Share

BAB 12 - Rasa Benci

Gue ini kenapa? Salah gue di mana?

Pertanyaan-pertanyaan yang berterbangan dalam benak Roni menambah rasa kecewa yang sulit dia jelaskan. Sambil mengganti seragam dengan baju seadanya yang dia ambil dari lemari, dia memandang seorang pria tua yang terbaring di sebuah ranjang dengan hati-hati.

Hampir seluruh rambut pria tersebut sudah memutih disertai kulit tubuh yang sudah dipenuhi kerutan. Pria itu tenang, menikmati tidurnya. Hanya terlihat perutnya yang buncit bergerak naik turun, mengikuti irama napas.

Roni mengikat celana training yang sedikit longgar. Merasakan perbedaan ukuran tubuhnya dengan sang ayah. Begitu juga dengan Polo t-shirt berwarna navy yang gombrang. Selesai berganti pakaian, Roni duduk di atas kursi yang terletak tepat di samping ranjang. Dia memperhatikan wajah pria di hadapannya.

Tetesan cairan infus mengalir teratur, memasuki jarum yang tertusuk di tangan pria itu. Sesaat Roni bisa merasakan amarah ketika mengingat cara pria tersebut membahagiakan keluarganya. Bagaimana ketika sebagian kebahagiaan tersebut datang dari uang yang bukan hak mereka. Namun, saat suara napas berat terdengar samar di telingannya, amarah itu berganti dengan rasa pilu.

“Ayah juga manusia biasa, Ron. Dia bisa khilaf, bisa melakukan sesuatu yang harusnya dia nggak lakukan. Ayah butuh kita. Jangan marah lagi sama Ayah.”

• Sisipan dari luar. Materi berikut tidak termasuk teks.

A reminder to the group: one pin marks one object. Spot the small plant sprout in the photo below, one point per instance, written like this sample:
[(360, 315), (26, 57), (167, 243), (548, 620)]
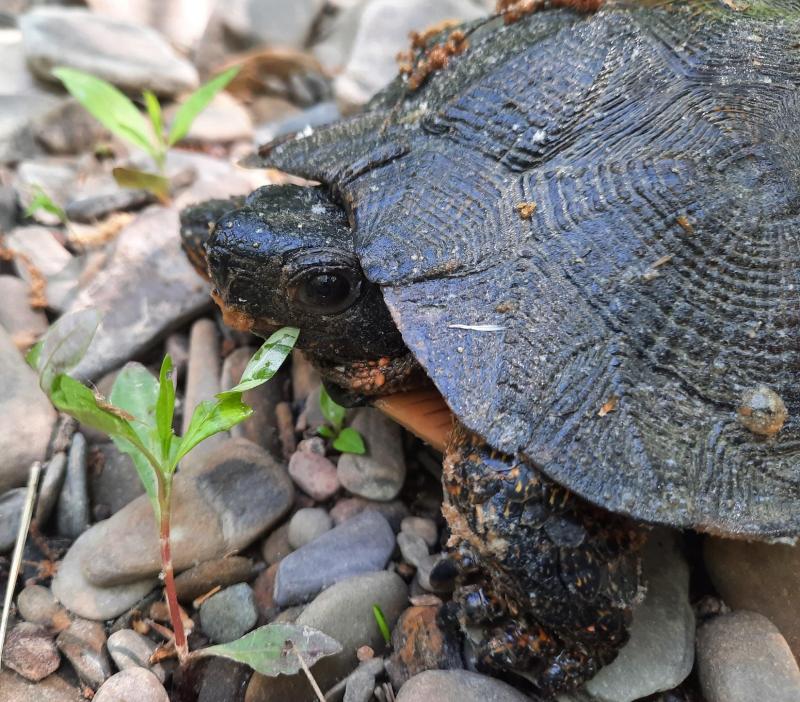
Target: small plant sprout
[(377, 612), (42, 201), (138, 417), (118, 113), (345, 439)]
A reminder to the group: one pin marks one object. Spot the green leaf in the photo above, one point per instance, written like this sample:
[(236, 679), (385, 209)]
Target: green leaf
[(331, 411), (211, 417), (349, 441), (34, 355), (114, 110), (140, 180), (326, 431), (274, 649), (196, 103), (165, 408), (65, 344), (42, 201), (377, 612), (266, 361)]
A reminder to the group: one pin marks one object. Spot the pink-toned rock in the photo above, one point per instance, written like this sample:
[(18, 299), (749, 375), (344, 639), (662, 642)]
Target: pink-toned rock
[(314, 474)]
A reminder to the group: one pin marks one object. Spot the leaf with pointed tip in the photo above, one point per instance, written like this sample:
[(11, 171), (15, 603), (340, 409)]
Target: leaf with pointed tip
[(266, 361), (196, 103), (332, 411), (65, 344), (349, 441), (274, 649)]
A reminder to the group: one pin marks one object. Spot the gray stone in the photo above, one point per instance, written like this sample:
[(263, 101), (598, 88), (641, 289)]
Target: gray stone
[(31, 652), (72, 514), (26, 415), (20, 320), (11, 505), (132, 685), (660, 653), (271, 22), (229, 614), (145, 289), (383, 28), (18, 114), (314, 474), (276, 545), (360, 545), (307, 524), (218, 508), (202, 383), (343, 612), (14, 688), (129, 649), (413, 548), (310, 118), (205, 576), (84, 645), (742, 657), (50, 487), (394, 512), (114, 481), (61, 270), (132, 57), (37, 605), (457, 686), (425, 528)]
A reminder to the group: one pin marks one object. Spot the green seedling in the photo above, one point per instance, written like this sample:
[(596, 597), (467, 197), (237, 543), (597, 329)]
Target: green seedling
[(138, 417), (377, 612), (118, 113), (345, 439), (42, 201)]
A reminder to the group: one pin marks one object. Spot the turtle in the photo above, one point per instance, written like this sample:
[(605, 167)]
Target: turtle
[(578, 224)]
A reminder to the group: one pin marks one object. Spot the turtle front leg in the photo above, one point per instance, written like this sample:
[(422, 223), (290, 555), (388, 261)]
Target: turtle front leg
[(546, 580)]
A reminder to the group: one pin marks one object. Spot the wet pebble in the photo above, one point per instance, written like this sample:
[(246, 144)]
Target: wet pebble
[(344, 612), (203, 577), (760, 577), (379, 473), (31, 652), (37, 605), (307, 524), (422, 527), (72, 512), (314, 474), (362, 544), (276, 545), (132, 685), (419, 644), (84, 645), (742, 657), (229, 614), (457, 686), (129, 649)]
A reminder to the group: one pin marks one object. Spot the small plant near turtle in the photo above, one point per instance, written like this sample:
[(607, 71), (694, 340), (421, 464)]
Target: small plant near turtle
[(120, 115), (138, 416), (344, 439)]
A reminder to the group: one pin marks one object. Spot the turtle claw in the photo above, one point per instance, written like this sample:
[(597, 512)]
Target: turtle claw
[(546, 581)]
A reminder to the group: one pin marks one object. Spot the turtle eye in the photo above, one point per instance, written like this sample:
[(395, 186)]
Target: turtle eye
[(326, 291)]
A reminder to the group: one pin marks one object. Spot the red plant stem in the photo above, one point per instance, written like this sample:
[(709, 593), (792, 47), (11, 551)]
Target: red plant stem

Seketika kata-kata yang pernah dikatakan Ibu muncul, seperti angin malam yang menusuk dadanya. Roni mengusap-ngusap wajahnya sendiri, mencoba sadar. Dia bangkit dari duduknya, membawa sejumlah uang yang dia masukan ke dalam saku. Kemudian ia pergi ke mini market yang terletak tidak jauh dari rumah sakit. Roni membeli beberapa barang yang menurutnya bisa membuatnya sedikit tenang.

Lalu dia duduk di salah satu bangku di teras mini market, menikmati satu kaleng minuman bersoda, dan menyalakan satu puntung rokok. Benda yang sudah lama dia tidak sentuh sejak satu tahun terakhir. Benda yang paling dibenci oleh Karina.

_____

Ibu melempar tas Roni kencang ke atas lantai. Wajahnya memerah, matanya terbelalak, giginya saling menggigit. Membuat kerutan di sekitar matanya terlihat lebih jelas dari biasanya. Sambil menghela napas, Ibu melipat tangannya di depan dada. Dia tidak mengganti arah pandangnya, fokus dengan wajah Roni yang menunduk.

“Siapa yang ngajarin kamu ngerokok? Ayah? Ayah nggak ngerokok, Ron!” Ibu berusaha mengecilkan volume suara sebisanya.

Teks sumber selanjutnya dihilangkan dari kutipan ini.